"The important woman is tall."
Translation:De belangrijke mevrouw is lang.
Not quite. "Vrouw" means simply woman. "Mevrouw" can either be a title for a married (or otherwise respectable, in these days) woman, comparable to the English honorific Ms., or it can mean lady (referring to an older or respectable woman).
"Mevrouw De Vries woont in Amsterdam" - "Ms. De Vries lives in Amsterdam"
"Die mevrouw heeft een gele hoed" - "That lady has a yellow hat"
Edit to add disclaimer: I am certainly not an expert when it comes to titles and honorifics like Mevrouw, Meneer, Ms., Mrs, etc. I also think their meaning might have shifted somewhat over the last decades, with respect to marital status and such. Feel free to correct me if I screwed up.

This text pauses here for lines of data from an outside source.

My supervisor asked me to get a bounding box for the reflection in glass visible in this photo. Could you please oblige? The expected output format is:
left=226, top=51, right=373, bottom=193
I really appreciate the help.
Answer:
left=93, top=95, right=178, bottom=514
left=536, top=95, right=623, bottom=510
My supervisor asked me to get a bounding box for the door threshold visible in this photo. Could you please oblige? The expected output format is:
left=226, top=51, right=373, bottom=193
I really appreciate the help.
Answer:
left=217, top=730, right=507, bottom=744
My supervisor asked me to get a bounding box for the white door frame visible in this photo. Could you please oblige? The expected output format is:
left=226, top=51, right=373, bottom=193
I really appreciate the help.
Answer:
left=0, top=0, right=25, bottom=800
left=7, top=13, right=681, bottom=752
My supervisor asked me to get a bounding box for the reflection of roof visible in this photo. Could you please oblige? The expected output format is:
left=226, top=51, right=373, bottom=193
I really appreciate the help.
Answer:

In fact, anyone but you must see compose of the phrase, in this case, you write Articucle + Adj. + Noun, in this case, in the Adjec. you add the -e, in the end of word...When you write... De belangrijke mevrouw.... De vrouwen zijn belangrijk, change the compose of the phrase, Artc + noun + tobe....The adjec have to be in its normal form....
P.D- Sorry for my english,Ik spreek een geen goed Engels!
This is better and shorter:
"De" words = the Adj. always needs the -e. "het" words= the Adj. always needs the e-. Plural words= the Adj. always needs the -e.
When the noun is preceded by an indefinite article 'een', the adjective takes -e only with words that use the definite article "the"
"Een licht paard(het)" / "Een lichte hond(de)" "Een groot huis(het)" / "Een grote olifant(de)"
Can't I say “De belangrijke vrouw is groot”? If not, why? I think I already translated groot to tall a few times and it was right.